Five years in the making, a new 'uncensorable' search engine has launched.
YaCy - pronounced 'ya see' is an open source, peer-to-peer search engine that can search the public internet or be incorporated into an intranet. There's no central server, with search results coming instead from a growing network of peers.
It's fully decentralized, all users are equal, and the network doesn't store user search requests. It's basically inmpossible for anyone to censor it, it's developers say.
"Most of what we do on the internet involves search. It's the vital link between us and the information we're looking for. For such an essential function, we cannot rely on a few large companies, and compromise our privacy in the process," says Michael Christen, YaCy's project leader.

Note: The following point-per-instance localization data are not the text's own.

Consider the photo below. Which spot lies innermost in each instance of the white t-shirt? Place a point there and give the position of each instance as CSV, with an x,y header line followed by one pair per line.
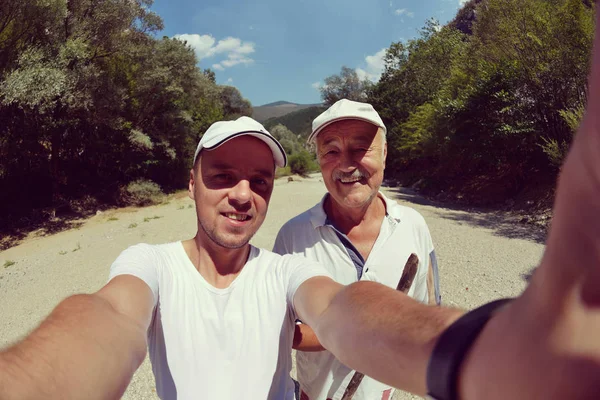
x,y
403,232
209,343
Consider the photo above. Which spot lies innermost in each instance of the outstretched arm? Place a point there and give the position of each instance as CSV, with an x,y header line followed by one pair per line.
x,y
89,347
374,329
544,345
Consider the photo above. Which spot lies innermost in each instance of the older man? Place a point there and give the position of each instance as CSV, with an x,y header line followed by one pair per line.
x,y
217,304
212,308
359,235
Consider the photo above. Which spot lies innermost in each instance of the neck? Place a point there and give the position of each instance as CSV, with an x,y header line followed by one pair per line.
x,y
218,265
346,218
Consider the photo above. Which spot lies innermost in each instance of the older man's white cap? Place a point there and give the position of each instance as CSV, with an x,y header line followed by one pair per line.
x,y
346,109
223,131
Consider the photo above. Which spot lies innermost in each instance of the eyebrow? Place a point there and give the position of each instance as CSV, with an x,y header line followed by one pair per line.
x,y
360,139
223,166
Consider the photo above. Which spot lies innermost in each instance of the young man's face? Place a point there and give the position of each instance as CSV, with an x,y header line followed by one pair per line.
x,y
352,155
232,186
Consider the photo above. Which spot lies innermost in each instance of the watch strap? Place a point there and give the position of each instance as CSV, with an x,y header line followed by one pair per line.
x,y
451,349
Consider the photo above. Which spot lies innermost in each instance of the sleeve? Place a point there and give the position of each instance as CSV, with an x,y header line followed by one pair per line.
x,y
425,250
430,257
139,261
297,270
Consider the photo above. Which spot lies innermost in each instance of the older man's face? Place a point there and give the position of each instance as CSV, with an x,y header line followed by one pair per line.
x,y
352,156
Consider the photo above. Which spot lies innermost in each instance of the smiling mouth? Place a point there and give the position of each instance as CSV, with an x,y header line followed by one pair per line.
x,y
350,180
237,217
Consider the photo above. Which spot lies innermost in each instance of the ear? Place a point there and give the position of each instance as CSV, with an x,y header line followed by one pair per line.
x,y
384,153
192,185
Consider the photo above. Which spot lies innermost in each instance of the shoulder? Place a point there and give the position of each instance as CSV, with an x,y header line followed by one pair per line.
x,y
406,214
300,221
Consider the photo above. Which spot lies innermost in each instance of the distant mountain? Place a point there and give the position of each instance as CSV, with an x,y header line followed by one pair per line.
x,y
277,109
299,122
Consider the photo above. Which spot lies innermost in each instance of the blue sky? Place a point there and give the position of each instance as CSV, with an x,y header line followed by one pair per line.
x,y
281,50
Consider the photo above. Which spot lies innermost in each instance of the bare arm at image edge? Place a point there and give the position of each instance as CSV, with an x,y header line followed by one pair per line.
x,y
88,347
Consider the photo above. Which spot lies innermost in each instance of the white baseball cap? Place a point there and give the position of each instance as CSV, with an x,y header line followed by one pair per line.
x,y
223,131
346,109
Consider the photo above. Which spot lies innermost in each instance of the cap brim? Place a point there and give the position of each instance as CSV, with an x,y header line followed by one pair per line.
x,y
313,135
278,152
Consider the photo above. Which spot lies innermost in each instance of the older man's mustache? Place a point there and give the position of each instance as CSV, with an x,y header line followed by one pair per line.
x,y
349,176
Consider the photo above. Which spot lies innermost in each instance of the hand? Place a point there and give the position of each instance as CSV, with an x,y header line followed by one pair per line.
x,y
545,345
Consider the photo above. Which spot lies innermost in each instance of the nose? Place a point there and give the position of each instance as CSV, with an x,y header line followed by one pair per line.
x,y
241,192
347,162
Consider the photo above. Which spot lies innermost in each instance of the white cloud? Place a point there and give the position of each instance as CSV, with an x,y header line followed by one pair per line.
x,y
404,11
202,44
235,50
374,66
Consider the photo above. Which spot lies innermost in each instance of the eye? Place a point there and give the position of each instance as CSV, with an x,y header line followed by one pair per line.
x,y
222,178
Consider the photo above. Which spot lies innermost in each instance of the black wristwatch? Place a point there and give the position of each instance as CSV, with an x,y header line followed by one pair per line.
x,y
451,349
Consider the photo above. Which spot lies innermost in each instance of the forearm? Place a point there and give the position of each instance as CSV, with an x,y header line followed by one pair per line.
x,y
305,339
84,349
356,329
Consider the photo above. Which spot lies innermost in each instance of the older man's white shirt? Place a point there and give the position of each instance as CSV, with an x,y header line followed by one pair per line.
x,y
403,232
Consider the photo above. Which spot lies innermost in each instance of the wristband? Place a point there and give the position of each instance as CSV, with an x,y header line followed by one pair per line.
x,y
451,349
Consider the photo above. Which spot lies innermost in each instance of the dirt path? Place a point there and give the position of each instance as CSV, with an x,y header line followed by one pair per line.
x,y
482,256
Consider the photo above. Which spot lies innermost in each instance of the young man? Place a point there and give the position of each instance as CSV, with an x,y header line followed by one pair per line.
x,y
211,309
358,235
543,345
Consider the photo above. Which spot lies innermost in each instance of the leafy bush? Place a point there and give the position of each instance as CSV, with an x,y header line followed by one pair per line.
x,y
279,172
141,193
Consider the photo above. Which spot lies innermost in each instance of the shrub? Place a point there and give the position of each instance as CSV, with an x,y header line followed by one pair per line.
x,y
141,193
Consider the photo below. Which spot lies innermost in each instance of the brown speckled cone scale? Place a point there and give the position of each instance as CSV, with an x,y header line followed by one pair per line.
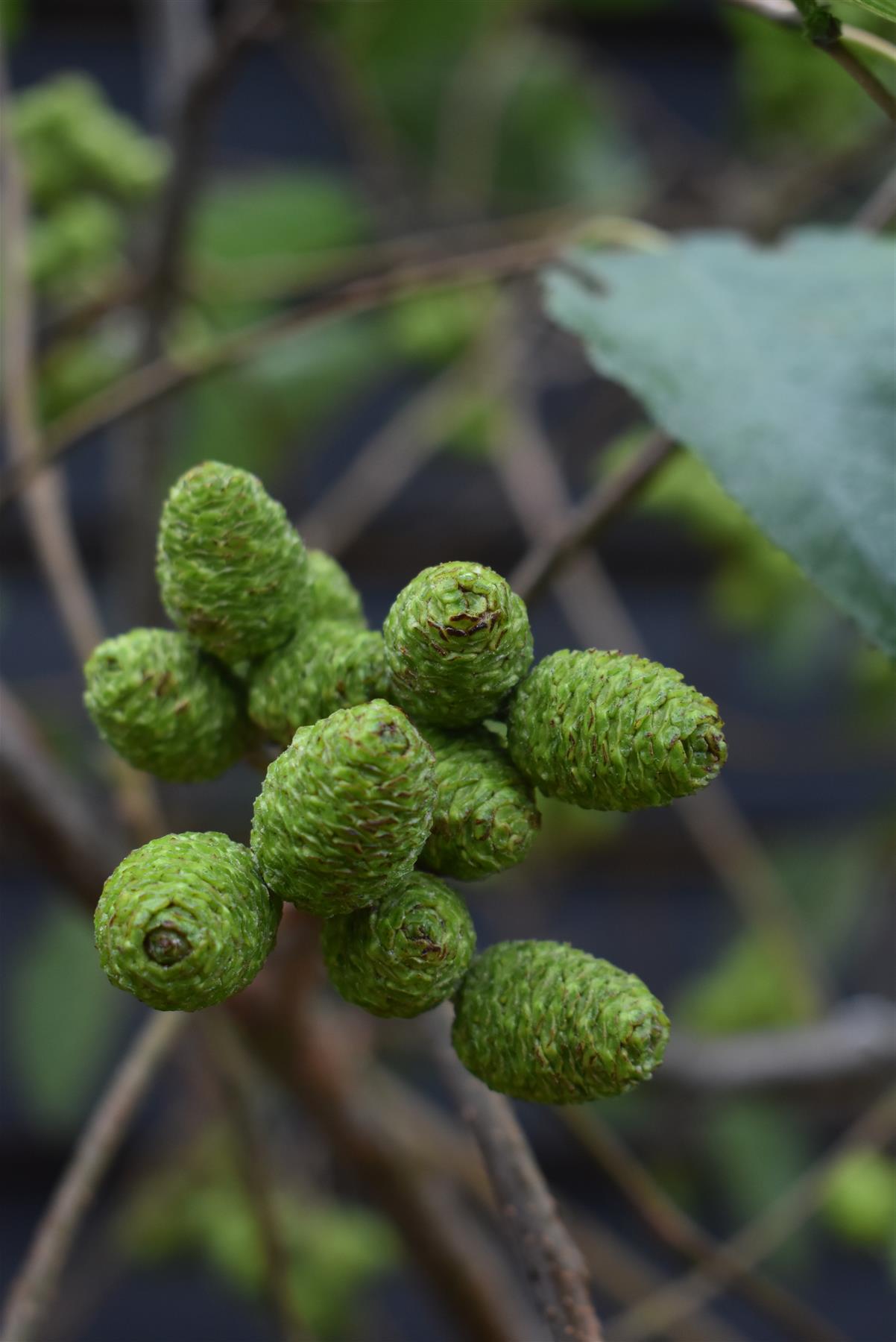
x,y
542,1021
345,810
611,731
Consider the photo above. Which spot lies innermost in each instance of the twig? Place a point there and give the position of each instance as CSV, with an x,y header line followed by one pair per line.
x,y
833,43
34,1288
45,501
165,376
686,1235
48,808
470,1279
757,1241
233,1070
548,1256
588,518
537,491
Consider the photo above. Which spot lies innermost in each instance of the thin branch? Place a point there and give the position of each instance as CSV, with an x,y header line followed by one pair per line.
x,y
165,376
546,1254
233,1074
537,490
854,1046
48,810
585,523
34,1288
757,1241
45,501
687,1236
785,13
468,1276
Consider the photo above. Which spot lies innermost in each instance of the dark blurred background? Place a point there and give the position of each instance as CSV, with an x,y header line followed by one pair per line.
x,y
357,134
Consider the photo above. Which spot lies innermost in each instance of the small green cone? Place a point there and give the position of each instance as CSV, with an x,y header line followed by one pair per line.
x,y
165,706
327,666
332,595
231,570
486,815
186,922
404,956
543,1021
458,640
611,731
345,811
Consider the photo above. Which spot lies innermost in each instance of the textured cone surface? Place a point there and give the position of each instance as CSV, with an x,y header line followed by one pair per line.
x,y
345,810
407,954
611,731
543,1021
230,567
486,815
458,640
186,921
165,706
332,664
332,595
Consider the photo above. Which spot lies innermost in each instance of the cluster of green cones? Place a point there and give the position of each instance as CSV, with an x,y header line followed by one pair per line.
x,y
408,756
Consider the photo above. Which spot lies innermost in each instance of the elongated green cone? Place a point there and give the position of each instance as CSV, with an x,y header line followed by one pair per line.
x,y
486,815
186,922
327,666
345,810
543,1021
332,595
609,731
230,567
165,706
404,956
458,640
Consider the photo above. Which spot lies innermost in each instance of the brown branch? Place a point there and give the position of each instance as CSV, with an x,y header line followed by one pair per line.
x,y
788,16
548,1256
165,376
33,1291
757,1241
45,501
233,1075
687,1236
461,1264
585,523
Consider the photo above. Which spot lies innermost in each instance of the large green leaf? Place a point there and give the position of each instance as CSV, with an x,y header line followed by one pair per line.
x,y
777,368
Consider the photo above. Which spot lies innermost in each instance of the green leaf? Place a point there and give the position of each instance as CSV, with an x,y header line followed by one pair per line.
x,y
67,1021
777,368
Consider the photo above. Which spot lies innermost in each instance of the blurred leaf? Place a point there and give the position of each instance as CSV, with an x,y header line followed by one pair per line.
x,y
746,988
758,1150
788,94
67,1023
860,1199
248,415
775,367
883,8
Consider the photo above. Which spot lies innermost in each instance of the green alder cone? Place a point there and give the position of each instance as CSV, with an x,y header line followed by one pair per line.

"YaCy's free search is the vital link between free users and free information. YaCy hands control over search back to us, the users."
Search terms are encrypted before they leave the user's computer, and the system learns the user's preferences and ranks results accordingly - so that no external entity chooses results or how to rank them.
"We are moving away from the idea that services need to be centrally controlled. Instead, we are realising how important it is to be independent, and to create infrastructure that doesn't have a single point of failure," says Karsten Gerloff, president of the Free Software Foundation Europe, which is supporting the project.
"In the future world of distributed, peer-to-peer systems, Free Software search engines like YaCy are a vital building block."
The YaCy search page - which is open to all - is already becoming intermittently overloaded. It currently has more than 600 peer operators, but needs more. It's got about 1.4 billion documents in its index, and had about 130,000 search queries when it opened yesterday.
Anyone interested in taking on Google themselves can download the software, here. It takes about three minutes, say the developers.